In Washington State, the University of Washington Medical Center health care system is in-network, with its broad range of specialty clinics and three major hospitals. The providers are professors and the doctors they hire are often the residents and students they trained. In a large university health care system, there are quality controls and checks and balances to minimize the risks for patients. Another example of a major network operating in Washington State is Kaiser.

Consider cancer care in Washington State. Seattle Cancer Care Alliance and its research arm, Fred Hutchinson Cancer Research, have always been associated with the University of Washington, and the full consolidation was just completed. Seattle Cancer Care Alliance is in-network with AARP United Health Care and other Medical Advantage plans.
Joining a Medicare Advantage plan gives patients access to some of the top cancer care in the world. When patients have access to health care at one of the world’s top cancer treatment centers, of course they are satisfied with their doctors and their network. They don’t have to depend on yelp reviews because the doctors were screened by a university human resources process.
Claims that providers exaggerate their patients’ illnesses to overbill Medicare do not match the actual practices of large health care systems. For example, most cancer care follows the NCCN flow charts. Insurance companies rely on test results and everything is standardized. University medical centers have ethics. There are extensive reports of doctors all over the country minimizing and disregarding women’s complaints of pain and distress, not exaggerating women’s medical conditions.

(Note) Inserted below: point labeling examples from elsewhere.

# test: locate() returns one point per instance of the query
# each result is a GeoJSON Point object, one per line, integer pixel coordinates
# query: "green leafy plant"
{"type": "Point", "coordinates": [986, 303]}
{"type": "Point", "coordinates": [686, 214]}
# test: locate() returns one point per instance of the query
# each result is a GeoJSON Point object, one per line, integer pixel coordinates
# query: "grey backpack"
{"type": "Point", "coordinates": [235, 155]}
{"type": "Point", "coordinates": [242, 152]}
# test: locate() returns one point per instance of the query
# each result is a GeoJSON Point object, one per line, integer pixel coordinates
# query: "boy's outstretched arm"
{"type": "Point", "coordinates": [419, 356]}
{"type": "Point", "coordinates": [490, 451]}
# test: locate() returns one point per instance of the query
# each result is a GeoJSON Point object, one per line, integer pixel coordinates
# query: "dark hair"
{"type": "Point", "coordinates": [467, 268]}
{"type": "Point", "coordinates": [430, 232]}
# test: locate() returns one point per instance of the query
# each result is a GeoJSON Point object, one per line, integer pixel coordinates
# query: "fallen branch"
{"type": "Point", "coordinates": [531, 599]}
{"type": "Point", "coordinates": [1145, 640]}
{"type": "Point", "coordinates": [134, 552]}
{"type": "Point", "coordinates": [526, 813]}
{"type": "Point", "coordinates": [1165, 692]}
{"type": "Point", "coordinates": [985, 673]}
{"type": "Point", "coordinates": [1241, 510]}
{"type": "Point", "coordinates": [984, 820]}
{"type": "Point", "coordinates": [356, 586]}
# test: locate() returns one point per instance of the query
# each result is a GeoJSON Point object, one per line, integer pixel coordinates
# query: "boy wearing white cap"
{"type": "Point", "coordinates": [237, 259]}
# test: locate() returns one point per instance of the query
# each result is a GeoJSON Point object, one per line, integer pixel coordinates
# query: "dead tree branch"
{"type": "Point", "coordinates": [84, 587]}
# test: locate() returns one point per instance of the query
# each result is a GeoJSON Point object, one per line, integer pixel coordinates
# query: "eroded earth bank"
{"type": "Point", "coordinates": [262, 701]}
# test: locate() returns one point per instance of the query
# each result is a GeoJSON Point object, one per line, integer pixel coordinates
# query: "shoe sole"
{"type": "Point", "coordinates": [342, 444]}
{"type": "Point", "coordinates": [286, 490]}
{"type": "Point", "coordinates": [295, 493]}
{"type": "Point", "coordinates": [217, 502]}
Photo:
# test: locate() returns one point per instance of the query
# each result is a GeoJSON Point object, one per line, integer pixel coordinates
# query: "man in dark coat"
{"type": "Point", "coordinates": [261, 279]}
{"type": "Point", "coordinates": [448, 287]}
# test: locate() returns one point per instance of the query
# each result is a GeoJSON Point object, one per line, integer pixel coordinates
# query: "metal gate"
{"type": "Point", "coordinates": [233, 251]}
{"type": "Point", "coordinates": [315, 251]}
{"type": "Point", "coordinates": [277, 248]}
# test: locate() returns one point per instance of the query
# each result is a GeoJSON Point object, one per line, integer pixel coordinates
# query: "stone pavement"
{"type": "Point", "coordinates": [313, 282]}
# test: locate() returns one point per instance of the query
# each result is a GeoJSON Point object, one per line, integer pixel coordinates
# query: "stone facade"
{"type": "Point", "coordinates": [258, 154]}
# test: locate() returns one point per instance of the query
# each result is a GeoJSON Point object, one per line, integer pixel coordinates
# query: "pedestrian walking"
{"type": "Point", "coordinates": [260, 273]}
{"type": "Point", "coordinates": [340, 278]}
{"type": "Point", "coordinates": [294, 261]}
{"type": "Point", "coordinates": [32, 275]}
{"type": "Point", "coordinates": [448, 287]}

Access to health care in rural areas is a serious problem. Living near a bus route to a major medical center is one of the main factors any senior citizen must consider in choosing where to retire. The University of Washington has free shuttle service to several of its hospitals. Anyone who can get to one of the main medical centers can get to most of the others.

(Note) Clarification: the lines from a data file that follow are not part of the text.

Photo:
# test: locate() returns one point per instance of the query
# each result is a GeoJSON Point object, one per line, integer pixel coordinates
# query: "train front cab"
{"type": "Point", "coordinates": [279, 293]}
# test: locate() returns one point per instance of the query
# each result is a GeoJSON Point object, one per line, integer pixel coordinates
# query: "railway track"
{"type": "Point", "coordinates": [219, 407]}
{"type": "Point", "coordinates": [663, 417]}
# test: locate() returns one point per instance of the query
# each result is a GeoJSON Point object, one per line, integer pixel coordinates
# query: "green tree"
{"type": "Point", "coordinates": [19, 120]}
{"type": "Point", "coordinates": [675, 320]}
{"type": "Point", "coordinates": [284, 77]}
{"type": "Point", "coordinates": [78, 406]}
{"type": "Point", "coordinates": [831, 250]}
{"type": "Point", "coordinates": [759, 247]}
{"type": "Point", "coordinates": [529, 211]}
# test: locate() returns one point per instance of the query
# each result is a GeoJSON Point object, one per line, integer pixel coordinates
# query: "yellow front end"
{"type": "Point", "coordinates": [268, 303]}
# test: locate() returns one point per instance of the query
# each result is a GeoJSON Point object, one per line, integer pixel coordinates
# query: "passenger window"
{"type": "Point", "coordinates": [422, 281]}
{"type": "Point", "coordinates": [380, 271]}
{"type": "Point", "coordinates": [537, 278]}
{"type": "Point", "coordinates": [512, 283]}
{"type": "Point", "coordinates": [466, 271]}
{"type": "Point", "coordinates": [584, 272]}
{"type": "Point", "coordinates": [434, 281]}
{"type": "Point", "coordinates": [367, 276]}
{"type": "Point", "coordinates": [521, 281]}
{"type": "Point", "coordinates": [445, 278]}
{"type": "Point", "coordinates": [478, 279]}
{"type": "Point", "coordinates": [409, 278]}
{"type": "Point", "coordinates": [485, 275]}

The problem in rural areas comes down to transportation. Seattle Cancer Care Alliance serves the entire state. People from Alaska also fly to Seattle and stay in SCCA’s housing for treatment. Construction for a light rail is underway in King County, and it will meet many people’s needs. But ubiquitous transportation to health care, especially in rural areas, is a serious, unsolved problem.
Government and non-profit initiatives to build more housing near transit and health care can provide more senior citizens with basic shelter, however imperfect, so that they can access health care.

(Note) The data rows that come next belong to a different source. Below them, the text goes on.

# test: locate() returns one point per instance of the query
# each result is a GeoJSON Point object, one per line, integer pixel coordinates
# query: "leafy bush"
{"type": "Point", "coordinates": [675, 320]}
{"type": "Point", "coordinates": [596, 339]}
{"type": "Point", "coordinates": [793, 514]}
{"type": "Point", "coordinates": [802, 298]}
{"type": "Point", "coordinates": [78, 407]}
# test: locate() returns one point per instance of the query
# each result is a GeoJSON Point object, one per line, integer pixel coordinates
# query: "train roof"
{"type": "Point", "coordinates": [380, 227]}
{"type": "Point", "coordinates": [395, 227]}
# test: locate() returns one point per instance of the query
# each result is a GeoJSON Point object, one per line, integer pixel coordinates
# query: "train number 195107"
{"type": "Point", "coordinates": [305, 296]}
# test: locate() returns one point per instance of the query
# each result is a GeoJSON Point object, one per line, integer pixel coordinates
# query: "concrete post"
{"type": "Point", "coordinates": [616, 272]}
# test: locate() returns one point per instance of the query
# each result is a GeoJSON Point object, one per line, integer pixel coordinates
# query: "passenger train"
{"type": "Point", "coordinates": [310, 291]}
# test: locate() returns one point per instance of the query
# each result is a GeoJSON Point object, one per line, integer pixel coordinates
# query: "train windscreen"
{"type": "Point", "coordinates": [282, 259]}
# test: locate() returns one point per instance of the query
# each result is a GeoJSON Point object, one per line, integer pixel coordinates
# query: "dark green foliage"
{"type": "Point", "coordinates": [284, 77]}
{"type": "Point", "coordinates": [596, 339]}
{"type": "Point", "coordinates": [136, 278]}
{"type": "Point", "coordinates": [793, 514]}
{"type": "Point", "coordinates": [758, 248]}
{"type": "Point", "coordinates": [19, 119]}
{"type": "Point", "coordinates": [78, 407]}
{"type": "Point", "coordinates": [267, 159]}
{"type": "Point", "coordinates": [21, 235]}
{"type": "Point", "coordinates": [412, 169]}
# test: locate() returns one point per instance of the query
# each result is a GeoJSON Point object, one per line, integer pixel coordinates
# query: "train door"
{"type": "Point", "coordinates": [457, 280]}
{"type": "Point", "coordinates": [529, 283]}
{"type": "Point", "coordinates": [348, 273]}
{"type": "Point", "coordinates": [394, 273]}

One of the main problems causing dissatisfaction in the health care system is that of languages. Large medical centers will have more than 100 languages to interpret. Hospitals strive to hire staff members from diverse backgrounds so that someone is available as an interpreter. There are full time interpreters for some languages. Private doctors can have two or three staff members with different languages, but foreign language speakers have the best chance of having their needs met at a university.
Another source of dissatisfaction with insurance is the denial of benefits for a requested procedure and irrational restrictions of preferred prescription lists and formularies for medicines. There is no indication of how this would change with termination of Medicare Advantage.
Universal health care is desirable, but it is also important to understand why the structure of Medicare Advantage combined with federal charity care is successful in providing high quality care to senior citizens. When people praise the success of Medicare Advantage plans, it is not the result of an insurance company public relations campaign or corporate influence on Members of Congress. The integrity of Members of Congress who listen to their constituents should not be disparaged. They are not being influenced by corporate donations. Congresswoman Terri Sewell is a person of considerable education and high integrity.
Eliminating Medicare Advantage without an alternative to preserve zero premiums and zero deductibles and copays would throw hundreds of thousands of senior citizens into both medical insecurity and housing insecurity.